1. Eliminate sugar and processed or packaged foods.
Eat a candy bar and your energy will usually plummet soon after. Sugar and other refined carbohydrates give you a little shot of energy, but at a huge expense: Those blood sugar spikes nosedive quickly, leaving you feeling drained. If eliminating sugar completely is too challenging, gradually trade it for lower-sugar foods, like berries, to transition off sugar.
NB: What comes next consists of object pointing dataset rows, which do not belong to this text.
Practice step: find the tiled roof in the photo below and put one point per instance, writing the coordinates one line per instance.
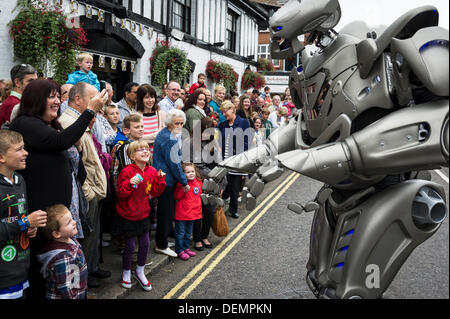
(273, 3)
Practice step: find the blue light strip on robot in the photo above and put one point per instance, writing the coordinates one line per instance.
(434, 43)
(350, 232)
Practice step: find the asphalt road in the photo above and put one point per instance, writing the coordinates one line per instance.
(265, 257)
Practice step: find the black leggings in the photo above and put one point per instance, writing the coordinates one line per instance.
(164, 217)
(202, 226)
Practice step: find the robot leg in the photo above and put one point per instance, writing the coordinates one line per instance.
(360, 257)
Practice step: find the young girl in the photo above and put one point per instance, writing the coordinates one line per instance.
(258, 138)
(187, 210)
(135, 183)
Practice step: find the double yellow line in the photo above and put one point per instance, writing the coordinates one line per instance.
(273, 197)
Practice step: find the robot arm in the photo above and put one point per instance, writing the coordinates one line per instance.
(259, 161)
(414, 138)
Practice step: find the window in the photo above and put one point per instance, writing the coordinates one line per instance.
(263, 52)
(126, 3)
(231, 31)
(181, 18)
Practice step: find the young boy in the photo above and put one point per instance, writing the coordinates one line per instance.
(16, 226)
(133, 129)
(85, 61)
(266, 95)
(200, 83)
(112, 116)
(266, 123)
(63, 264)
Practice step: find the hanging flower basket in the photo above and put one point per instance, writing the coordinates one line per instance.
(41, 38)
(252, 80)
(265, 65)
(166, 58)
(222, 73)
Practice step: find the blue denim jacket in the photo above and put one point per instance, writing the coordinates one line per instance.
(165, 145)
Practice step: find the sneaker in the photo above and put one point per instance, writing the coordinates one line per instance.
(190, 252)
(169, 252)
(183, 256)
(146, 287)
(105, 243)
(126, 284)
(235, 215)
(101, 274)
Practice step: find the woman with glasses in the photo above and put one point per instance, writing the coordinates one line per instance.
(154, 120)
(49, 173)
(21, 76)
(167, 157)
(194, 110)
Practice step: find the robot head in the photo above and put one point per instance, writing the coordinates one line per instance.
(298, 17)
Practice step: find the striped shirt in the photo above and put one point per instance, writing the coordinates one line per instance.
(151, 125)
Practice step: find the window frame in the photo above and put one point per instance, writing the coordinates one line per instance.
(184, 17)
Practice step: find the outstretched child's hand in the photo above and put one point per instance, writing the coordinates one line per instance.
(37, 219)
(31, 233)
(135, 180)
(97, 102)
(161, 173)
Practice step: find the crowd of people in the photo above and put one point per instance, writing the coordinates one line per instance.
(78, 170)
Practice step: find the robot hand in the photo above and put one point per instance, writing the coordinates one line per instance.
(269, 171)
(257, 161)
(211, 186)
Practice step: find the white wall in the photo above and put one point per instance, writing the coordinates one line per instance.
(142, 71)
(6, 47)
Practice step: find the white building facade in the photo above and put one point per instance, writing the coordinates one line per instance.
(123, 33)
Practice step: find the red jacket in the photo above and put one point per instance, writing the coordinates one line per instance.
(195, 86)
(132, 203)
(6, 108)
(189, 205)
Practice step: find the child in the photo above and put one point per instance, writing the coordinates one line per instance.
(266, 95)
(85, 61)
(134, 209)
(200, 83)
(63, 263)
(187, 210)
(133, 129)
(258, 138)
(16, 227)
(112, 116)
(265, 123)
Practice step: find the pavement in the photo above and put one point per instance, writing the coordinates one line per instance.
(112, 261)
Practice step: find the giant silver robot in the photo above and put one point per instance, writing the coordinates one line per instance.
(373, 118)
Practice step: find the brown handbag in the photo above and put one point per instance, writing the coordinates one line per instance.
(220, 224)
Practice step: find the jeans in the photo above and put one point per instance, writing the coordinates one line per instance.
(90, 243)
(127, 256)
(183, 232)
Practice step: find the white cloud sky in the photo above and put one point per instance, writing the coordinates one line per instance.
(376, 12)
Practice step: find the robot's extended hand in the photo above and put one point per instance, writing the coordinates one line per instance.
(257, 161)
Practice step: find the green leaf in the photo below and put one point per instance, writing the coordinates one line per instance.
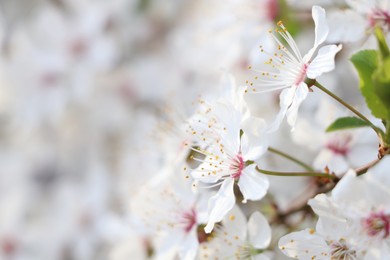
(346, 123)
(381, 83)
(366, 62)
Eat nuts instead of chips or cookies.
2. Reduce or eliminate caffeine and alcohol.
That afternoon coffee might give you a temporary boost, but if you metabolize caffeine poorly or use caffeine as a crutch for things like bad sleep, coffee can zap your energy. Alcohol can too. It may calm your nerves for a short time, but may leave you drained or mentally foggy a few hours later.
3. Get 7 – 9 hours of sleep nightly.
The National Sleep Foundation recommends adults get seven to nine hours of sleep per night. Some questions you can ask yourself to see if you are not sleeping enough include: Does it take me a long time to fall asleep? Do I wake up often or am I restless? Do I feel sleepy when driving? Do I need caffeine to get through the day? Answer, “yes,” to any of these indicates you may not be getting enough quality sleep.
Spending hours at the gym isn’t doing your chronic fatigue levels any good – remember overexercising can be a culprit of fatigue.
5. Find ways to relax and reset your mind.
For some people, taking 20 minutes during the afternoon to meditate can be enough to recharge. Maybe yoga or deep breathing is your thing. Whatever you do, find time to relax and reset your mind.